Culturebot's Jeremy M Barker raises this fascinating topic with two significant productions at the moment. First, the UK premiere of Robert Wilson and Philip Glass's Einstein on the Beach; second a "faithful to [the] original" restaging of The Performance Group's seminal Dionysus in '69 by a Texas-based ensemble called Rude Mechs. Barker describes the original Dionysus as "arguably the very birth … of the very concept of performance as a distinct practice". The piece is notorious for one audience kidnapping the lead actor mid-performance and a sequence in which the audience are invited on stage for what the New York Times called "an esoteric group grope".

"There's a certain irony in restaging seminal performances," Barker says. "The fact that they're tied fundamentally to the moment in which they happened runs the risk of turning them into museum piece, since, at first blush, our goal in engaging with them is to understand what it was like to see it back then."
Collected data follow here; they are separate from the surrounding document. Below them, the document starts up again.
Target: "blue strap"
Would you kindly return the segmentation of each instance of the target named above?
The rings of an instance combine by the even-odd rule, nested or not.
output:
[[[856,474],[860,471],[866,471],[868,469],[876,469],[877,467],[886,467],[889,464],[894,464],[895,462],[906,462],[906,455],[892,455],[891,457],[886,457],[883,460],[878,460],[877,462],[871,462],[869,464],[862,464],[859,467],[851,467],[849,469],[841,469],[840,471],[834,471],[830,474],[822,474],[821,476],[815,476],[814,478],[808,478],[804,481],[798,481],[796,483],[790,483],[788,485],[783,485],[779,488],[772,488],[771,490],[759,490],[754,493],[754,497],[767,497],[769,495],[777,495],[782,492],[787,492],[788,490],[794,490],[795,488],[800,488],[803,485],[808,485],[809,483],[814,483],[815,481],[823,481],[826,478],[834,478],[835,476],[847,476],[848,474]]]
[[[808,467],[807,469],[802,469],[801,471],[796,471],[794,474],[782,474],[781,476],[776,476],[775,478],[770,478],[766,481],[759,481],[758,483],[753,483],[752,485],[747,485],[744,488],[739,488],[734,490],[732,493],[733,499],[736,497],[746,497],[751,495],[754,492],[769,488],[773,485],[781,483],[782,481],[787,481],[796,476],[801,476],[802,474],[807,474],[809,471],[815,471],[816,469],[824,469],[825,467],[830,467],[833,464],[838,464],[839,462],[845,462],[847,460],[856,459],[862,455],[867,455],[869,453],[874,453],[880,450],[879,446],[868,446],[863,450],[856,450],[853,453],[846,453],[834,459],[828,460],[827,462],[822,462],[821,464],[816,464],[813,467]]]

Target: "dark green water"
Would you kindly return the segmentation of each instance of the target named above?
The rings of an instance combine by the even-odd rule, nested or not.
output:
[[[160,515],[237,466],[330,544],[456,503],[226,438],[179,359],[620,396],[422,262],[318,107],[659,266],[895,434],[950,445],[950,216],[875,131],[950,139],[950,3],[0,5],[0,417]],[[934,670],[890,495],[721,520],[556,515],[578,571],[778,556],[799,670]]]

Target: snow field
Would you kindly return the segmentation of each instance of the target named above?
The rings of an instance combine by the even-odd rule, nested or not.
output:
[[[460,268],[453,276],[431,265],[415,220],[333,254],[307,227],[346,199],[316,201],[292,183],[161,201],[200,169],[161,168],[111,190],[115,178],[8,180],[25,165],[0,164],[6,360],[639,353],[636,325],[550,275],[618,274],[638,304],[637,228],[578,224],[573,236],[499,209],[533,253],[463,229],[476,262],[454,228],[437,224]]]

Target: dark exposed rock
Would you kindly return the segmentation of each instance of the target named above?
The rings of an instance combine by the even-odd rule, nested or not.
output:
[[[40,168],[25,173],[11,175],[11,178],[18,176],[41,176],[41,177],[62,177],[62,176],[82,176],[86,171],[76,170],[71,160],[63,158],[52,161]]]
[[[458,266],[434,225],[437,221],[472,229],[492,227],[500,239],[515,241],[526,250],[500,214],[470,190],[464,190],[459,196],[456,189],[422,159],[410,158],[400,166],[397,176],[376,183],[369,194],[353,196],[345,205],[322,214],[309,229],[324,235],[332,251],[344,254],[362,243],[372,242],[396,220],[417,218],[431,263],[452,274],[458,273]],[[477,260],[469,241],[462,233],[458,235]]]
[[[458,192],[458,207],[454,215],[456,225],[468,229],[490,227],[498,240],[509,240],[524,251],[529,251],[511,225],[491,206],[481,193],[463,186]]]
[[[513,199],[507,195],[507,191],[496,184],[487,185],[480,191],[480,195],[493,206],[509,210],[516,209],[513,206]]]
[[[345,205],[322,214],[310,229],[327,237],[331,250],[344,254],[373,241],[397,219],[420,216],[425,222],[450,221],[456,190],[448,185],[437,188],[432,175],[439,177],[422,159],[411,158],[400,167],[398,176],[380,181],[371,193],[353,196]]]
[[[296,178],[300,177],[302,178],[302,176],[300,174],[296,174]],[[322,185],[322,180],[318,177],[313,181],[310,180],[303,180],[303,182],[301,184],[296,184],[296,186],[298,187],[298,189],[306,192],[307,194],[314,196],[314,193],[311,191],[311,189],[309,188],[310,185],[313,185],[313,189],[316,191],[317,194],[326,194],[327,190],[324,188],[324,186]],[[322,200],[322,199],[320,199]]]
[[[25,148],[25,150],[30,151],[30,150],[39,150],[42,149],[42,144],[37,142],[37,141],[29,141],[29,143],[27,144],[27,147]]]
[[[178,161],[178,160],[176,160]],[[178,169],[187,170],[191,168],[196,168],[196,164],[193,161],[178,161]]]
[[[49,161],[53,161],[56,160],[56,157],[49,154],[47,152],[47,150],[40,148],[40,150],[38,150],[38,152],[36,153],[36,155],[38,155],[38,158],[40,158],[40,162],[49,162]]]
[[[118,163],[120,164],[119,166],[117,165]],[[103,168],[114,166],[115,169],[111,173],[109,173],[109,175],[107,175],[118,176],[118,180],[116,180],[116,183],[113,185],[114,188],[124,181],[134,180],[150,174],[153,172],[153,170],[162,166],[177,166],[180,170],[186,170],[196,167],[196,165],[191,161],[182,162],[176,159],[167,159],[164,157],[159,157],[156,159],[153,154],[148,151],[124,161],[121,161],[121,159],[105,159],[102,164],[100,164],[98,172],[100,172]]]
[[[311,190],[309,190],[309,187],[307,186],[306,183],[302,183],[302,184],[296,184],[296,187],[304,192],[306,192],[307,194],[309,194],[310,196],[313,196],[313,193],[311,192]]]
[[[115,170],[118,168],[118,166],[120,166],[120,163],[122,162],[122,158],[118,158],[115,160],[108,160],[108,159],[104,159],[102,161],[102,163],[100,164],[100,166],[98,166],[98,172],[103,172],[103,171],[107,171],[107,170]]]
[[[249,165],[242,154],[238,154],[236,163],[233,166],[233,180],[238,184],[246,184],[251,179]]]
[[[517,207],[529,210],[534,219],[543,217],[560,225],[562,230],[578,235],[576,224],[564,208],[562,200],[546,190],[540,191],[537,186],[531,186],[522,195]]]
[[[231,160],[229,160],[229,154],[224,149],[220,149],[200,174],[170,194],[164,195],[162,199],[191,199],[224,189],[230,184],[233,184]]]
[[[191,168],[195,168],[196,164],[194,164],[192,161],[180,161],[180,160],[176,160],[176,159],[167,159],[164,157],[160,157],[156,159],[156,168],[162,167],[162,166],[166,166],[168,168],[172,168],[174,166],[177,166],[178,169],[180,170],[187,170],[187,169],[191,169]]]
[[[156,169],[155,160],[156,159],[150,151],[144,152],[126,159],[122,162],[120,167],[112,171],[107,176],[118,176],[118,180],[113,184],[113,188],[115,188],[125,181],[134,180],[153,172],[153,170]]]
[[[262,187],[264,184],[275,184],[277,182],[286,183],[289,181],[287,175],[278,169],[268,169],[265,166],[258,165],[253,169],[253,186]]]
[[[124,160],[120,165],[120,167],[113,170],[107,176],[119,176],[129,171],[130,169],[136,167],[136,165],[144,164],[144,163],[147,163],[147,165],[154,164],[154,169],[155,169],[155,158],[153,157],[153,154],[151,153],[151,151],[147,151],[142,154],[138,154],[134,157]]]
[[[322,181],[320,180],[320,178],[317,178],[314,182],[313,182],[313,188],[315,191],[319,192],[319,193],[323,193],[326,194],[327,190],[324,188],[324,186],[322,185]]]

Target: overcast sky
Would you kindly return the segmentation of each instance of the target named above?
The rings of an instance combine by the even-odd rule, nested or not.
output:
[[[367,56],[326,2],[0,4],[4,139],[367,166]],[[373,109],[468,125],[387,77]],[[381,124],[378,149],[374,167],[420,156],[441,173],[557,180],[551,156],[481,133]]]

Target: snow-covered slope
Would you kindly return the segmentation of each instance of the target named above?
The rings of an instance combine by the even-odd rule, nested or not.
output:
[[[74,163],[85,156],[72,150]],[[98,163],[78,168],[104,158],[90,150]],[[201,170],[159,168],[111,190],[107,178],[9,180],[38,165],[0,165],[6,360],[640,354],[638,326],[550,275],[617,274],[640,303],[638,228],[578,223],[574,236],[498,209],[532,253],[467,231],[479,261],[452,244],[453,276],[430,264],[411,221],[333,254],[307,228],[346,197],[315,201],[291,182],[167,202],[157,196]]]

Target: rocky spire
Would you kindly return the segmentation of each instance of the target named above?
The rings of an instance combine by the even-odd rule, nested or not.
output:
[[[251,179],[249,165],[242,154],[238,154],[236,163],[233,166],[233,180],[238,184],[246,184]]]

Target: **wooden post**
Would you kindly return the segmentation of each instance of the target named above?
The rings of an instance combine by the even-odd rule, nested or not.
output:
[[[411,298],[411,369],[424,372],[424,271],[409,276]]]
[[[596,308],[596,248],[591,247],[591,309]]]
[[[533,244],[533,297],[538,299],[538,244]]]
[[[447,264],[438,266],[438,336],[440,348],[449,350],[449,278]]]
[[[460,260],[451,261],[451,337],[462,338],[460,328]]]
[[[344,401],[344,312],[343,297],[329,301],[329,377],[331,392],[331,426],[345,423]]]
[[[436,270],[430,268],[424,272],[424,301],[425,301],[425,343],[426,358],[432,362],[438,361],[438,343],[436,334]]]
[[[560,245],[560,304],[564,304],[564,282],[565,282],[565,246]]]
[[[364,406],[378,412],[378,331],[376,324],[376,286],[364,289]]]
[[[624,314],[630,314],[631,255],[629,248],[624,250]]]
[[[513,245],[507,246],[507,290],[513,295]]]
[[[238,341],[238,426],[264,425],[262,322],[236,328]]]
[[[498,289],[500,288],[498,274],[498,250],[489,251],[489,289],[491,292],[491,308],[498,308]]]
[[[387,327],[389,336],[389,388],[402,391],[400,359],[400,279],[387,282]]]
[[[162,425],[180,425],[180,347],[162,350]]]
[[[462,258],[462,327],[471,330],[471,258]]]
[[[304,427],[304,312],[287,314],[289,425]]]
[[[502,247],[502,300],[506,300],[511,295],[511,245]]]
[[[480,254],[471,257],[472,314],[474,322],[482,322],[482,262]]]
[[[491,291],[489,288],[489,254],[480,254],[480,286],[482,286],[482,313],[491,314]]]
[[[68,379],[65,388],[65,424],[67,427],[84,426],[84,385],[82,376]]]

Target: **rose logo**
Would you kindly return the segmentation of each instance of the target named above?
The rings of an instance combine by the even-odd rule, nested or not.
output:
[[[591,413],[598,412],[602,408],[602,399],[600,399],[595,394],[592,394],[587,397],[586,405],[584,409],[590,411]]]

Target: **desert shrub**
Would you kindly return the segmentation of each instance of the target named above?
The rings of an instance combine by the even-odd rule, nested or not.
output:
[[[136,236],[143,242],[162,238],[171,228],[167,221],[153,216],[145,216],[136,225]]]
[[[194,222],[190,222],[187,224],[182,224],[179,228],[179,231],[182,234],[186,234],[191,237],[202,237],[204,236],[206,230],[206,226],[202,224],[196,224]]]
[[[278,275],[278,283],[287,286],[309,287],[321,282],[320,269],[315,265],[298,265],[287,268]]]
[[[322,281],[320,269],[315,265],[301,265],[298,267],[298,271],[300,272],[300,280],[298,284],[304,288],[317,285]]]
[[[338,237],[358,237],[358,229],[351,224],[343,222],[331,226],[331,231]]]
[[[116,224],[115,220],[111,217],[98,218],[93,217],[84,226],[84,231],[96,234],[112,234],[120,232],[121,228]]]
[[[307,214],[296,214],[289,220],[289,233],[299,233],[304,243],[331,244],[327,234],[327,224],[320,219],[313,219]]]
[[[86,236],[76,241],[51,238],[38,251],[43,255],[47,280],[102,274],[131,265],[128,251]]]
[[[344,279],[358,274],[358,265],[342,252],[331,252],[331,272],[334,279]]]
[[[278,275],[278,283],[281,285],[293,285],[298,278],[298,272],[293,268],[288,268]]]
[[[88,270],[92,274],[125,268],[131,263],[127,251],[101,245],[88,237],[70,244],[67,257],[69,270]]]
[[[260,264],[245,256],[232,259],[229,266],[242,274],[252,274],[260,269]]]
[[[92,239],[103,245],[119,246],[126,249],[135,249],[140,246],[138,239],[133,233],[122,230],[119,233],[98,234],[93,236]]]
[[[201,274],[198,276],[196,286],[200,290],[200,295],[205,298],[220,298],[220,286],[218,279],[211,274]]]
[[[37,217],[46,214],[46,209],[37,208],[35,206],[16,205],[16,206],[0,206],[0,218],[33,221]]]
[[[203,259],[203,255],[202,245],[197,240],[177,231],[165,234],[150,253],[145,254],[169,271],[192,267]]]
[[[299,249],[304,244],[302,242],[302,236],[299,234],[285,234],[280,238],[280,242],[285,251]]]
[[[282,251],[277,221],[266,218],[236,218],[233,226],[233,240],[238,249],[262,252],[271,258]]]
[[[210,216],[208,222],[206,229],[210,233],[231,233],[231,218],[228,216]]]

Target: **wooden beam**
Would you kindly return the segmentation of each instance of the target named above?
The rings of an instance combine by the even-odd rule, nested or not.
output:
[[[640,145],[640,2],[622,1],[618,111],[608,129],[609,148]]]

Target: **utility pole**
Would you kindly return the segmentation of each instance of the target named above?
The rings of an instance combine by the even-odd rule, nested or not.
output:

Picking up the topic at the 2AM Theatre blog, Travis Bedard argues that this just shows healthy respect: "If you want to break new ground anywhere," he writes, "it's imperative to know (really know) how others have done it." He saw the Rude Mechs' first restaging of Dionysus in '69 four years ago and found it "mindblowing". His point is that history has a habit of reducing things to their most groundbreaking or taboo-busting moments. To see what they were really like, we need to watch them for ourselves.

There's a similar warning from Nigel Barrett at Broadcast magazine's blog. Last week, the Shunt founder member shot to fame as "the transvestite that knighted Tess Daley during the Queen's jubilee flotilla". The clip was picked up on Have I Got News for You and came to symbolise the BBC's dumbed-down approach. However Bartlett provides a rather sweet account of what really happened. "Kids, families and adult Americans were having a lovely, silly time being made dames and knights by a bearded Welsh man," he writes. There was a trumpeter for added pomp and a black knight for some action, all totally tongue-in-cheek. None of which really comes across on camera. Barrett's blog suggests the problem of switching media and the inherent selectivity of the camera compared to the honest simplicity of live performance. "It was all just a bit of fun," he says.

On which note, Exeunt magazine has compiled its annual whistlestop tour of the Edinburgh Fringe programme composed entirely from show blurbs within. By turns hilarious and horrifying, it somehow manages to be a more accurate reflection of the festival's spirit than most. "Cross dressing, heartbreak and time travel. Some light puking. Straight from Weimar Germany. Starring Les Dennis." Who'll join me in booking? Anyone?